COPD Frequently Misdiagnosed, Undiagnosed in Individuals With or Without HIV

In this study, researchers examined the appropriateness of diagnosis and treatment of chronic obstructive pulmonary disease in individuals with and without HIV.

This article is part of Pulmonology Advisor‘s coverage of the American Thoracic Society’s International Conference, taking place in San Diego, California.
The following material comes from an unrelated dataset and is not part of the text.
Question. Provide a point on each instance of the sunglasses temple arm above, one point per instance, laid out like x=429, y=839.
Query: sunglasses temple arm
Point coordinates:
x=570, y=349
Our staff will report on medical research related to asthma and other respiratory conditions, conducted by experts in the field. Check back regularly for more news from ATS 2018.

SAN DIEGO — Chronic obstructive pulmonary disease (COPD) is frequently both misdiagnosed and undiagnosed similarly in individuals with and without HIV, according to research presented at the American Thoracic Society (ATS) 2018 International Conference.

Researchers conducted a secondary analysis using data from the Examinations of HIV Associated Lung Emphysema study at 4 Veterans Affairs medical centers participating in the Veterans Aging Cohort Study from 2009 to 2012.

At baseline, COPD diagnosis was defined using International Classification of Diseases, Ninth Revision (ICD-9), codes. From enrollment, COPD was spirometrically determined using postbronchodilator spirometry ratio of forced expiratory volume in 1 second to forced vital capacity <0.7 (FEV1/FVC). Medication prescriptions were collected from Veterans Affairs electronic health records.

Researchers compared ICD-9 diagnosis with spirometry-based diagnosis of COPD and examined medication prescriptions in the year before and after enrollment. Individuals with and without HIV were compared using chi-squared testing.

A total of 170 individuals with HIV and 145 individuals without HIV were included in the analysis. Prior ICD-9 diagnosis of COPD was identified in 46 participants, and 64 participants had spirometry-defined COPD. Of the participants with an ICD-9 diagnosis of COPD, 60% did not have spirometry-defined COPD. Similarly, 73% of participants with spirometry-defined COPD lacked prior ICD-9 diagnosis of COPD. These proportions were similar by HIV status.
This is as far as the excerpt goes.